Write the equation for the perpendicular bisector of the line segment connecting the points $(3,2)$ and $(-1,7)$ in the form $y = mx + b$.
Note: The perpendicular bisector of the line segment $\overline{AB}$ is the line that passes through the midpoint of $\overline{AB}$ and is perpendicular to $\overline{AB}$.

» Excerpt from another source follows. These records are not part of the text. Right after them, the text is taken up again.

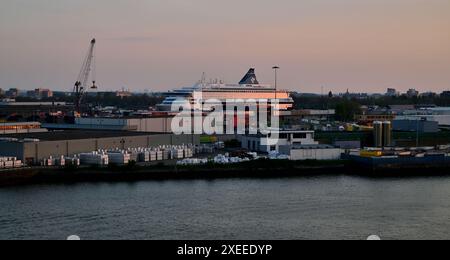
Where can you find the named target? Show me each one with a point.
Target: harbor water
(332, 207)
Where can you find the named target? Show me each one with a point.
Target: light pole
(276, 68)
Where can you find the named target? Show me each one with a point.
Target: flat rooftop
(76, 135)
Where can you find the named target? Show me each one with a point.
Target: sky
(157, 45)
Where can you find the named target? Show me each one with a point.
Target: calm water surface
(294, 208)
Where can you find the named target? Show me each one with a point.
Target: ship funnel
(249, 78)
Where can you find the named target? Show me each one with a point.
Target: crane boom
(87, 68)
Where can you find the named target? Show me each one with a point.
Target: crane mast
(87, 69)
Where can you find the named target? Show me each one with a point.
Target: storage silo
(378, 133)
(387, 134)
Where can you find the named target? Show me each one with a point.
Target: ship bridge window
(300, 136)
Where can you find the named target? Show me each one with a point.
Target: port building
(18, 128)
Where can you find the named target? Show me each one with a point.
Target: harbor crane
(87, 69)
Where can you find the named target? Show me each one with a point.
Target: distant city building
(428, 94)
(445, 94)
(415, 125)
(360, 96)
(412, 93)
(123, 93)
(392, 92)
(12, 93)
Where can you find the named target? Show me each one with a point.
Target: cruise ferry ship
(248, 88)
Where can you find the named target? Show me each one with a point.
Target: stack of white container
(10, 162)
(177, 153)
(119, 158)
(48, 161)
(226, 159)
(189, 161)
(94, 158)
(75, 161)
(61, 161)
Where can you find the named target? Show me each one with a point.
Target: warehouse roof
(76, 135)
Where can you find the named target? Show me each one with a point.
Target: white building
(311, 152)
(266, 144)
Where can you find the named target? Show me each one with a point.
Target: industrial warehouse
(35, 147)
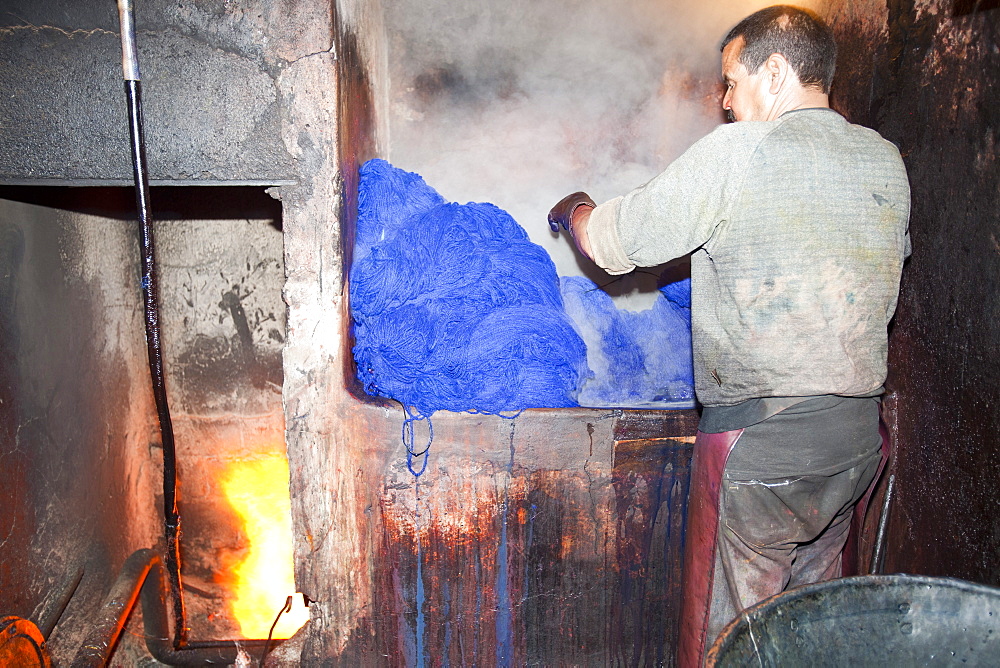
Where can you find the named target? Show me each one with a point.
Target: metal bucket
(873, 620)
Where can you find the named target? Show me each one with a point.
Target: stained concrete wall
(934, 92)
(525, 540)
(522, 533)
(210, 98)
(78, 445)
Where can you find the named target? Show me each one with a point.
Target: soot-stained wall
(931, 86)
(78, 449)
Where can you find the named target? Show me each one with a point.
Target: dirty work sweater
(797, 230)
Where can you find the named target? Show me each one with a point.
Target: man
(796, 222)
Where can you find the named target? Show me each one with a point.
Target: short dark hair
(802, 37)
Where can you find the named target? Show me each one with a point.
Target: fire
(258, 491)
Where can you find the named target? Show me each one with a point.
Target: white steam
(520, 102)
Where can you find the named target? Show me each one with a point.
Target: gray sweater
(798, 231)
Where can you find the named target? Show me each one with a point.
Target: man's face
(745, 93)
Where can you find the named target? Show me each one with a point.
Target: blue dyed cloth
(455, 309)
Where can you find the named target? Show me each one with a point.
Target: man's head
(779, 58)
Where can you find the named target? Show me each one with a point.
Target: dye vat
(873, 620)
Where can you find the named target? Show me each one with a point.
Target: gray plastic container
(872, 620)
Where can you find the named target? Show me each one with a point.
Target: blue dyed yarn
(454, 308)
(638, 359)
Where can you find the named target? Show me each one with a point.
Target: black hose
(142, 575)
(140, 174)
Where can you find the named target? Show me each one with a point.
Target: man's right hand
(562, 213)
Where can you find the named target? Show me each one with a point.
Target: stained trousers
(750, 537)
(781, 533)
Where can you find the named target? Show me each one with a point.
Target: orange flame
(258, 491)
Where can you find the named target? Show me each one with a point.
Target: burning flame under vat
(257, 489)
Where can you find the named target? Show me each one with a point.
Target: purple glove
(562, 213)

To find the midpoint of the line segment connecting the points $(3,2)$ and $(-1,7)$, we average the $x$-coordinates and average the $y$-coordinates: $$\left(\frac{3+(-1)}{2},\frac{2+7}{2}\right)=(1,4.5).$$The slope of the line segment connecting these two points is $$\frac{7-2}{-1-3}=\frac{5}{-4}=-\frac{5}{4}.$$The negative reciprocal of $-\frac{5}{4}$ is $\frac{4}{5}$, so the slope of the perpendicular bisector is $\frac{4}{5}$. Since the line passes through the point $(1,4.5)$, an equation for the perpendicular bisector is $$y-4.5=\frac{4}{5}(x-1).$$We can write this in slope-intercept form: \begin{align*}
y-4.5&=\frac45(x-1)\\
y&=\frac45x-\frac45+\frac95\\
y&=\frac45x+\frac55\\
y&=\boxed{\frac45x+1}.
\end{align*}